Conflicts between Ireland and the United Kingdom were common subjects of Yeats' poetry, including his notable poems about the Dublin Lockout ("September 1913") and the Easter Rising ("Easter, 1916"). David Holdeman suggests that this poem "carries over from 'The Second Coming'" in the tone it uses to describe the political situation facing Ireland at the end of World War One and with the formation of the Irish Republican Army.

==Structure==
The poem contains ten stanzas of eight lines each: two rhymed couplets followed by a quatrain of enclosed rhyme. Many of the rhyme pairs use slant rhyme. The stanza may be seen as a variation on ottava rima, an eight-lined stanza used in other Yeats poems, such as Among School Children and Sailing to Byzantium.

Metrical analysis of the poem, according to Robert Einarsson, proves difficult because he believes Yeats adheres to "rhythmical motifs" rather than traditional use of syllables in his meter. In stanza two, Einarsson points out instances where the meter of the poem contains examples of amphibrachic, pyrrhicretic, and spondaic feet. He argues that the complexity of Yeats's verse follows patterns of its "metremes", or rhymical motifs, rather than common metrical devices.

The poem also may be read to consist of straightforward iambic verse that relies on common metrical devices such as elision, acephalous lines, promotion, and metrical inversion.

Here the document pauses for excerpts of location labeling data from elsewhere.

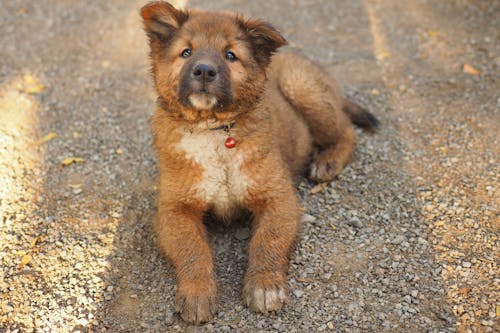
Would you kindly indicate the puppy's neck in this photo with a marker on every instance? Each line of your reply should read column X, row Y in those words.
column 193, row 117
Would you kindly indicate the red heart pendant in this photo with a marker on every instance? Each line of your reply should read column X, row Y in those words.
column 230, row 142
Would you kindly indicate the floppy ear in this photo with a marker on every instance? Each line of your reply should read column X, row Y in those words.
column 263, row 37
column 161, row 20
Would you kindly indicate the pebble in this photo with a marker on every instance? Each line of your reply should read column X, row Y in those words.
column 306, row 218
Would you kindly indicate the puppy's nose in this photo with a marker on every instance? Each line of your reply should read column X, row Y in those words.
column 204, row 73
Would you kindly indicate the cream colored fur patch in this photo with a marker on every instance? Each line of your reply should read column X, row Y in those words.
column 223, row 183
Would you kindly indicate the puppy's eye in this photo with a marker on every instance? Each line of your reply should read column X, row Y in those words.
column 186, row 53
column 230, row 56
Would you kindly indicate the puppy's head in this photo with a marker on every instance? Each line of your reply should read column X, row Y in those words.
column 207, row 63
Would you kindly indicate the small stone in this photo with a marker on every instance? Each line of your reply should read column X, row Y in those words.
column 398, row 240
column 306, row 218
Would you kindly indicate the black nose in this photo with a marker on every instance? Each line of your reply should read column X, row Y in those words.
column 204, row 73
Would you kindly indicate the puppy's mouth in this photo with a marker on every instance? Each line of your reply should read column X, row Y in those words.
column 202, row 101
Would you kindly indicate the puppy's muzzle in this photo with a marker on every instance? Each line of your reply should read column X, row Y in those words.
column 204, row 73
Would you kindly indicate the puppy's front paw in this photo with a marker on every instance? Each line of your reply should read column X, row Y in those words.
column 196, row 301
column 265, row 292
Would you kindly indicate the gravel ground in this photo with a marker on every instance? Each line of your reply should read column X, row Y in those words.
column 406, row 239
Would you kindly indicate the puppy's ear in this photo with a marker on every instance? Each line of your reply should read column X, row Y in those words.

Lines 1, 2, 3, 5, and 8 of each stanza are iambic pentameter; lines 4, 6, and 7 are iambic tetrameter. For instance, using traditional principles of scansion, stanza two may be scanned as shown below, where syllables in all caps represent metrical beats, lower-case syllables represent metrical off-beats, the vertical bar represents the termination of a metrical foot, and apostrophes represent elisions. The number of metrical feet per line is marked in parentheses at the end of each line:

I'ave WALKED | and PRAYED | for THIS | young CHILD | an HOUR (5)

and HEARD | the SEA- | wind SCREAM | upON | the TOWER, (5)

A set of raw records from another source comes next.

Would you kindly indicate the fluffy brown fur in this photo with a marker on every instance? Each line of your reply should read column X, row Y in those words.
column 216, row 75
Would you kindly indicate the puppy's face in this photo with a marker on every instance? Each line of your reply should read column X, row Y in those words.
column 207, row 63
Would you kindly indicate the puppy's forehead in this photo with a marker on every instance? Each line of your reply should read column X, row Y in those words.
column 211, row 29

and UND- | er th'ARCH- | es OF | the BRIDGE, | and SCREAM (5)

in th'ELMS | aBOVE | the FLOOD- | ed STREAM; (4)

imAG- | 'ning IN | exCIT- | ed REV- | erIE (5)

THAT | the FUT- | ure YEARS | had COME, (4)

DANC- | ing TO | a FRENZ- | ied DRUM, (4)

OUT of | the MURD- | 'rous INN- | ocence OF | the SEA. (5)

==Critical reception==
As the poem reflects Yeats's expectations for his young daughter, feminist critiques of the poem have questioned the poet's general approach to women through the text's portrayal of women in society. In Yeats's Ghosts, Brenda Maddox suggests that the poem is "designed deliberately to offend women" and labels it as "offensive". Maddox argues that Yeats, in the poem, condemns his daughter to adhere to 19th-century ideals of womanhood, as he focuses on her need for a husband and a "Big House" with a private income.

Joyce Carol Oates suggests that Yeats used the poem to deprive his daughter of sensuality as he envisions a "crushingly conventional" view of womanhood, wishing her to become a "flourishing hidden tree" instead of allowing her the freedoms given to male children. This was after Yeats was rejected in marriage by Maud Gonne. In Oates' opinion, Yeats wishes his daughter to become like a "vegetable:immobile, unthinking, and placid."

Majorie Elizabeth Howes, in Yeats's Nations, suggests that the crisis facing the Anglo-Irish community in "A Prayer for My Daughter" is that of female sexual choice. But, she also argues that to read the poem without the political context surrounding the Irish Revolution robs the text of a deeper meaning that goes beyond the relationship between Yeats and the female sex.